Alles gesamtdeutsch-europäische Gemäkel und Gequake über den unaufhaltsamen Verfall des Films (demnächst auch in Ihrem Kino) verpufft angesichts der Oscar-Verleihungen, die am 21. März in Amerika bevorstehen: Dort finden nämlich alle sich und alles super. Und überhaupt. Steven Spielberg, für „Schindlers Liste“ als bester Regisseur nominiert, gab beim alljährlichen Treffen der Oscar-Kandidaten in Beverly Hills die self-fulfilling Marschroute vor: „Die Filme, die dieses Jahr auf der Oscar-Liste stehen, sind die besten seit zehn Jahren.“ Huch, genau, richtig, super, ab und tschüß und so weiter, möchte man dem Hollywoodmenschen aus der europäisch-kunstklitterigen Lethargie befreit zurufen und freudig den nächstbesten vorbeieilenden Dinosaurier bespringen, würde Tom Hanks die allgemeine Euphorie nicht gar zu heftigst ausbremsen.
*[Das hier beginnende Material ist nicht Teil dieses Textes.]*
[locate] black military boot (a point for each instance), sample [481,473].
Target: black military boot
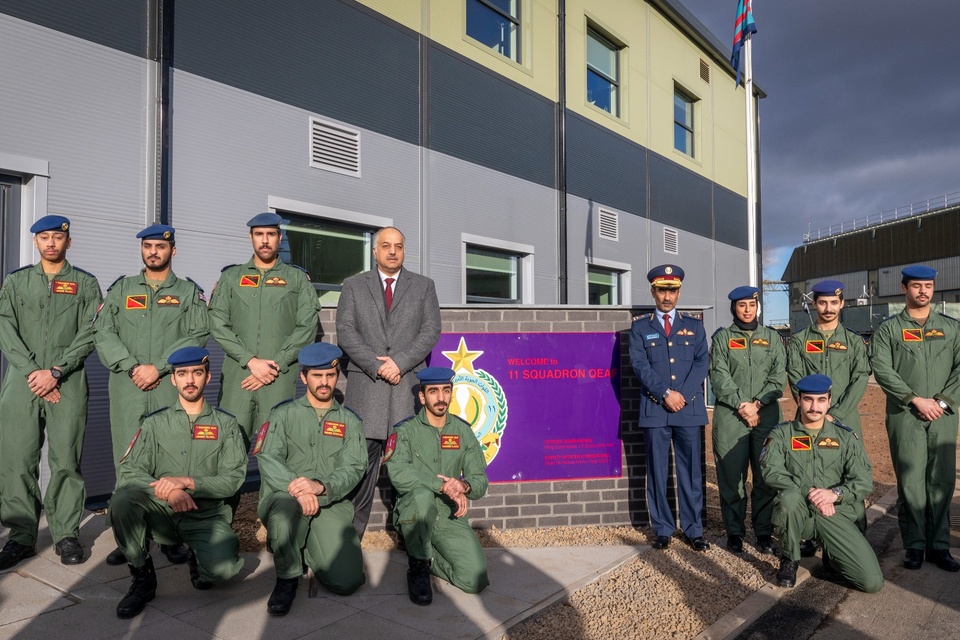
[282,597]
[142,591]
[418,581]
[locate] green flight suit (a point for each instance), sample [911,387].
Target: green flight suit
[424,515]
[44,324]
[270,315]
[210,450]
[138,325]
[744,366]
[795,460]
[842,357]
[912,361]
[332,450]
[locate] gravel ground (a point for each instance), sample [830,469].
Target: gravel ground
[676,593]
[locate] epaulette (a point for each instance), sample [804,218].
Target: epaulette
[112,284]
[190,280]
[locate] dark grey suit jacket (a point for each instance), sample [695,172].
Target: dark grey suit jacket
[407,334]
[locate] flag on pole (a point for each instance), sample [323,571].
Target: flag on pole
[742,29]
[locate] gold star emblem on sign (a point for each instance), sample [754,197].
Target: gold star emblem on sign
[462,358]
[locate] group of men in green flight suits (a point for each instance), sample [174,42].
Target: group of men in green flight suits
[179,462]
[915,357]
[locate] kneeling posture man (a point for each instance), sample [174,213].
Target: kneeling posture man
[436,465]
[821,471]
[157,499]
[311,454]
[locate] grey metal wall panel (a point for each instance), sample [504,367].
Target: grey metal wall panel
[603,166]
[466,198]
[325,57]
[479,116]
[680,198]
[730,214]
[118,25]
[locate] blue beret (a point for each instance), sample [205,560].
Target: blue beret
[816,383]
[158,232]
[666,275]
[50,223]
[320,355]
[828,288]
[919,272]
[188,357]
[265,220]
[435,375]
[744,293]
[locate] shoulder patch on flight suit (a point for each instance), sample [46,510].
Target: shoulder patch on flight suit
[261,437]
[389,447]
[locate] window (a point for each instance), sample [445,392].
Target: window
[496,24]
[603,73]
[329,251]
[603,286]
[492,276]
[683,122]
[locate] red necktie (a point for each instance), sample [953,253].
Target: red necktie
[388,292]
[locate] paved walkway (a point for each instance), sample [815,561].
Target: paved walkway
[41,598]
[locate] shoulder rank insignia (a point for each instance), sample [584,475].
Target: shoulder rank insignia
[62,286]
[335,429]
[449,441]
[913,335]
[389,447]
[261,437]
[814,346]
[737,344]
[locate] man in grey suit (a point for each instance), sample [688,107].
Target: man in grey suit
[388,320]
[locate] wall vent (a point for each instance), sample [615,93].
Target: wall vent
[671,241]
[334,148]
[609,225]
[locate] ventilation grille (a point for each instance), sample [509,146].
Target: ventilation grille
[334,148]
[671,241]
[609,225]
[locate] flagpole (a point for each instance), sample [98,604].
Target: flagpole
[751,161]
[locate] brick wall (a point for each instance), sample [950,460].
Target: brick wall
[608,501]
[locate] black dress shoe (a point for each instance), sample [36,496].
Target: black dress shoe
[808,548]
[943,559]
[142,590]
[282,597]
[176,553]
[418,582]
[767,545]
[913,559]
[13,552]
[787,575]
[70,551]
[198,583]
[115,558]
[735,544]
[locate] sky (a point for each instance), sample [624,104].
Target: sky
[862,113]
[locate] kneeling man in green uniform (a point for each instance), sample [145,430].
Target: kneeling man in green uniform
[180,467]
[436,465]
[821,471]
[311,454]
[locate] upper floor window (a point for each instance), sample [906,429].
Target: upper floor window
[496,23]
[603,73]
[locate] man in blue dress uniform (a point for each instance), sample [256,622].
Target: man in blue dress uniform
[668,351]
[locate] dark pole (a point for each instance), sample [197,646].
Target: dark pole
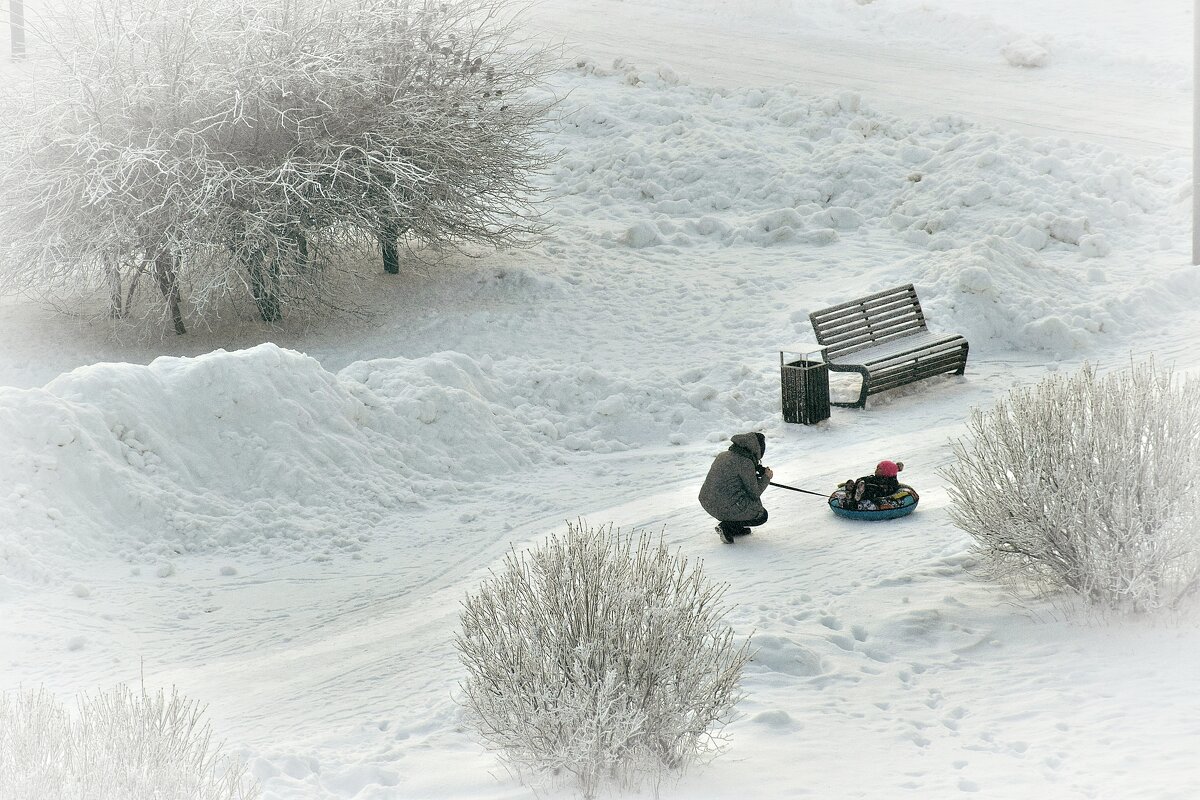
[17,28]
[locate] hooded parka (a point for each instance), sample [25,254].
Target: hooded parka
[733,485]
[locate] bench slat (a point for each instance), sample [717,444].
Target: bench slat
[883,337]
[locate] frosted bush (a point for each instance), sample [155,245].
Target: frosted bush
[221,148]
[599,659]
[1089,485]
[119,745]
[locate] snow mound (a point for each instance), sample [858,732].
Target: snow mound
[1025,53]
[264,449]
[687,167]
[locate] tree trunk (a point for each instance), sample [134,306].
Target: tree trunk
[264,280]
[390,252]
[166,269]
[117,308]
[301,244]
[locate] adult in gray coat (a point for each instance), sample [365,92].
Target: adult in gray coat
[735,483]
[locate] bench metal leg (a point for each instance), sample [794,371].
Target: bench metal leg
[862,395]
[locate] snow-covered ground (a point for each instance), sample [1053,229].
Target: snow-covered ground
[282,522]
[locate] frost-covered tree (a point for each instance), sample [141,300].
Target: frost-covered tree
[1089,485]
[120,744]
[601,659]
[234,146]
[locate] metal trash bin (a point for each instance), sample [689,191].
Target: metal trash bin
[805,384]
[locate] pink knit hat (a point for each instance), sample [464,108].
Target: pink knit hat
[888,469]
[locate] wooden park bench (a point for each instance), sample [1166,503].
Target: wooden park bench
[883,337]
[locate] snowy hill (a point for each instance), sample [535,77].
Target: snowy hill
[282,522]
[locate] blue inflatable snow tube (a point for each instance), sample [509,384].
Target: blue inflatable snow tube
[900,504]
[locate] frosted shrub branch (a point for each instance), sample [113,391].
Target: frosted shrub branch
[119,745]
[1090,485]
[600,659]
[247,148]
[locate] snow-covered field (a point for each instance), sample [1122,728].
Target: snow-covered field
[282,522]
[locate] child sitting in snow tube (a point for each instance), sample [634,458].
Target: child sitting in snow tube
[875,497]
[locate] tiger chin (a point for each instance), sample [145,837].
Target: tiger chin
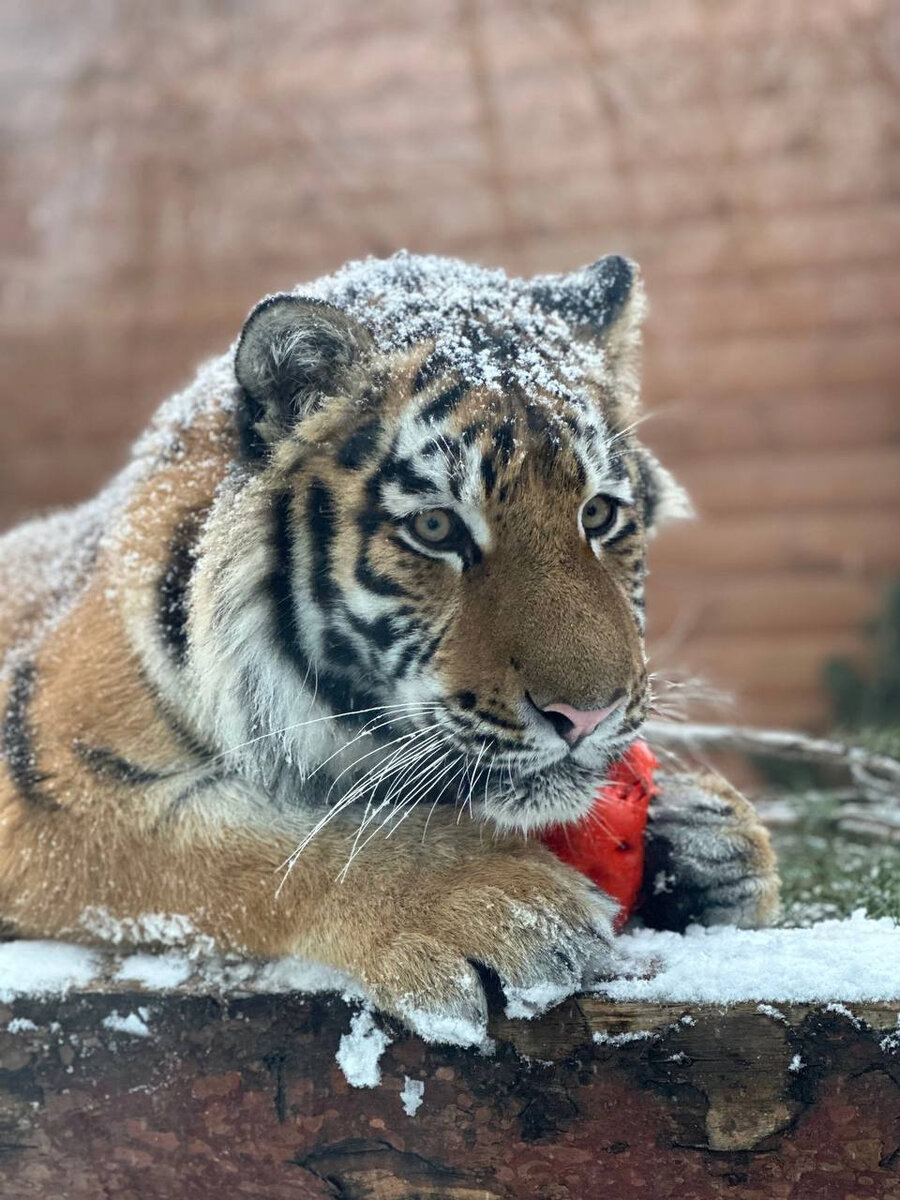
[364,610]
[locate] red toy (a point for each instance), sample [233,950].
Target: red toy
[607,844]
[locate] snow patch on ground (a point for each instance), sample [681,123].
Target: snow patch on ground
[133,1024]
[849,960]
[45,969]
[360,1050]
[21,1025]
[412,1095]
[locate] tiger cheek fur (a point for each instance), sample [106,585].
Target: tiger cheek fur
[335,594]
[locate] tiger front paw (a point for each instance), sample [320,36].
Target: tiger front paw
[543,929]
[708,858]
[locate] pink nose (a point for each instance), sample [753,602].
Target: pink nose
[575,724]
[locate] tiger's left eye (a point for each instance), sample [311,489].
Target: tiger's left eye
[599,515]
[432,526]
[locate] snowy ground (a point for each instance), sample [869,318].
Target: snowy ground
[851,960]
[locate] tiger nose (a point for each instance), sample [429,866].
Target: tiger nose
[575,724]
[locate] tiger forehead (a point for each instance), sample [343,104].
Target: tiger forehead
[502,431]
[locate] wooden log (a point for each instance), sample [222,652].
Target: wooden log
[202,1095]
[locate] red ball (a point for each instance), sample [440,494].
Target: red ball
[607,844]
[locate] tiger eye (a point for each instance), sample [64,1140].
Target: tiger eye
[599,514]
[433,525]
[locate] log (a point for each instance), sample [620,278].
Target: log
[124,1093]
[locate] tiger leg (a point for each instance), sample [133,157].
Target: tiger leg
[708,857]
[408,918]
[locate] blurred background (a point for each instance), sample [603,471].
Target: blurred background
[165,165]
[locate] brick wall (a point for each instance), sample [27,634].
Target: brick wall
[165,165]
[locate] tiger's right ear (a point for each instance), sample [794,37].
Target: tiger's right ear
[293,353]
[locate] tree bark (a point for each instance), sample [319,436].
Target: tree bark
[241,1096]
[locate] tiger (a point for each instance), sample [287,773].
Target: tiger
[361,615]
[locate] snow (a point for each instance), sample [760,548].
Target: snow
[619,1039]
[156,972]
[21,1025]
[412,1095]
[851,960]
[409,299]
[45,969]
[534,1000]
[360,1050]
[133,1024]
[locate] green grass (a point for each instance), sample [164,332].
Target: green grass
[826,873]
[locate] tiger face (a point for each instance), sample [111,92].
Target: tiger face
[460,514]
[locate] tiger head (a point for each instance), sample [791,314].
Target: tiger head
[462,509]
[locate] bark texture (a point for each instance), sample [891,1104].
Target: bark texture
[243,1097]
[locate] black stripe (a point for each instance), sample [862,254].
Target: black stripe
[106,762]
[18,739]
[280,583]
[444,403]
[383,631]
[321,517]
[174,585]
[431,647]
[340,694]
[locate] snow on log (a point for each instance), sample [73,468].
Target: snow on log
[160,1078]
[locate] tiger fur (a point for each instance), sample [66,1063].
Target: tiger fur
[239,687]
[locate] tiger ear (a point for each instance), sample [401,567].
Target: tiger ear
[293,352]
[605,304]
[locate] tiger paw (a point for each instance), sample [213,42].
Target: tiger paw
[544,930]
[708,858]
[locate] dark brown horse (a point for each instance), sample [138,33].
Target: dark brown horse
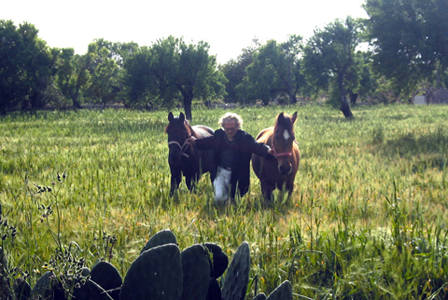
[278,173]
[183,157]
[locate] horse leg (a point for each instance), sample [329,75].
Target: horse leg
[266,189]
[191,181]
[289,186]
[176,178]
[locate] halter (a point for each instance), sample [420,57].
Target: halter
[182,148]
[282,153]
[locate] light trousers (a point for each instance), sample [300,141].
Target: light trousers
[222,185]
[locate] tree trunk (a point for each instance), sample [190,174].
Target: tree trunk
[345,108]
[187,106]
[353,98]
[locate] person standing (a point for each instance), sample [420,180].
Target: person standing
[233,148]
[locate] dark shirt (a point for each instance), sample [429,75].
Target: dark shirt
[242,147]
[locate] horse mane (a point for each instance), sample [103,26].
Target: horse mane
[285,121]
[170,128]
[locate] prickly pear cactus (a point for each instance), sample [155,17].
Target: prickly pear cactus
[107,277]
[219,260]
[155,274]
[160,238]
[196,271]
[282,292]
[237,276]
[261,296]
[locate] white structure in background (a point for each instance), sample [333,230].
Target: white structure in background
[420,100]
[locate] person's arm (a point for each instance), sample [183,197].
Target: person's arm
[259,149]
[206,143]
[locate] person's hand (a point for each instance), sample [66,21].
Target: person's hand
[191,140]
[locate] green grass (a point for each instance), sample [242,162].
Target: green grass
[367,220]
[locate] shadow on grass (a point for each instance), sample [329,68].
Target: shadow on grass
[425,150]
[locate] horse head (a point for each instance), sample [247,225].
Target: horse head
[283,140]
[178,130]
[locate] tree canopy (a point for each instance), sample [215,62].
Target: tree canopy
[329,56]
[409,40]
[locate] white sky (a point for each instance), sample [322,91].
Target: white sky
[227,26]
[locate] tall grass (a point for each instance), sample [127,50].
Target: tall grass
[367,220]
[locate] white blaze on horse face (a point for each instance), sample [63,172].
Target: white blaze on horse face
[286,135]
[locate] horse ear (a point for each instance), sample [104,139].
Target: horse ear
[280,117]
[294,118]
[182,117]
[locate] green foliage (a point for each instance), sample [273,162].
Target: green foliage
[235,71]
[26,66]
[409,40]
[172,71]
[367,220]
[329,58]
[274,71]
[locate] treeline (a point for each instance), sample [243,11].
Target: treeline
[404,51]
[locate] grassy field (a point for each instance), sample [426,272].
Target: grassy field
[368,218]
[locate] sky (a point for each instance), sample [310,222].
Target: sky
[227,26]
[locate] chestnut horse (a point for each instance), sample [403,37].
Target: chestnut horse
[278,173]
[183,157]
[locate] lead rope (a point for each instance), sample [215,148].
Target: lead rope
[181,147]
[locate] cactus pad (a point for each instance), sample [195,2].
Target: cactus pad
[160,238]
[155,274]
[261,296]
[196,271]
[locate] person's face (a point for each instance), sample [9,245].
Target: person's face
[230,128]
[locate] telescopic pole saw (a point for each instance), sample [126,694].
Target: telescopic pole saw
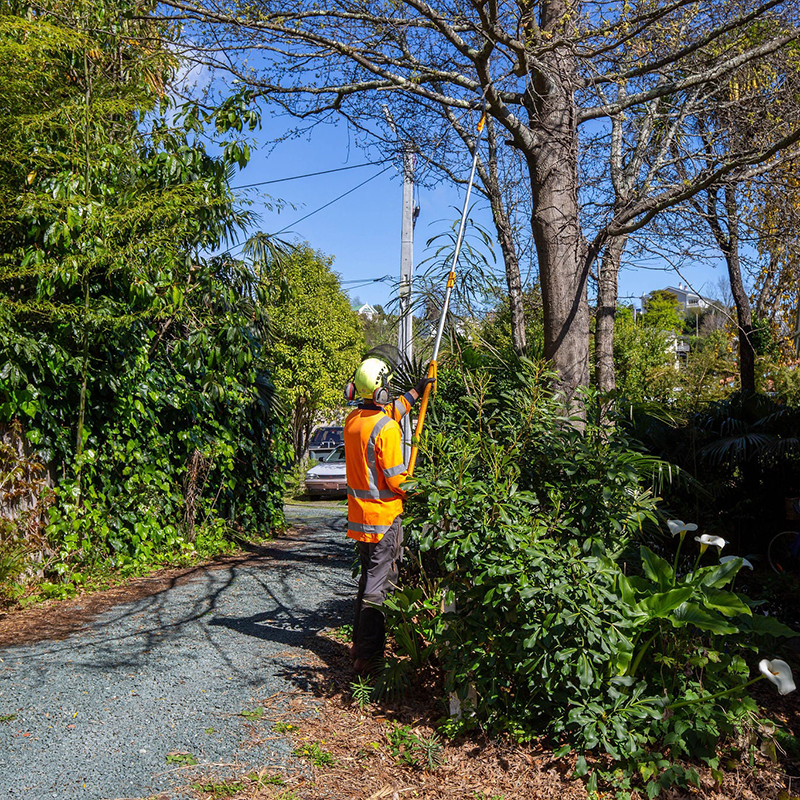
[451,280]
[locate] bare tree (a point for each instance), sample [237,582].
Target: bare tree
[543,71]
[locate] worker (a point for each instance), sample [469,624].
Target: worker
[375,472]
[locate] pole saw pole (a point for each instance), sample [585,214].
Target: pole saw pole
[451,280]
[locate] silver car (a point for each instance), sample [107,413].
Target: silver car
[329,477]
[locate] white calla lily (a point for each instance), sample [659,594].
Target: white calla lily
[678,526]
[779,673]
[745,562]
[707,541]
Denn der Preis-Anwärter bekannte: „Ich würde gerne mit den Verlierern in meiner Kategorie nach der Verleihung eine Zigarette rauchen.“ Ach Tom, und was wenn weniger draus wird? Rauchst Du dann einsam, still und leise Dein Päckchen „Navy Cut“ auf dem Trottoir in Dich hinein wie Reinhard Münsters Trauertröpfe in dessen Babelsberger Unterhaltungsdilemma „Alles auf Anfang“? Schön jedenfalls von dpa zu lesen, daß wenigstens Holly Hunter der Verleihung entgegenfreut und -fiebert: „Ich fühle mich wie zu Weihnachten, als ich acht Jahre alt war.“

In Indien sind Cineasten dagegen zutiefst betrübt: Devika Rani Roerich, die in den ersten Jahren des indischen Tonfilms zu großem Ruhm gelangte, ist im Alter von 86 Jahren gestorben. Als Schauspielerin hatte die in der Schweiz ausgebildete Tänzerin schon während der 30er Jahre Filmkarriere gemacht, bevor sie mit ihrem ersten Ehemann Himanshu Rai das Filmstudio Bombay Talkies gründete. Später ehelichte sie den Russen Swetoslaw Roerich, nach dessen Tod sich die Diva von Welt in die südindische Stadt Bagalore zurückgezogen hatte. Unweigerlich kommen da Erinnerungen an die Berlinale hoch, schon wegen der großen Fearless Nadia und deren wildromantischer Lebensgeschichte „The Hunterwali Story“.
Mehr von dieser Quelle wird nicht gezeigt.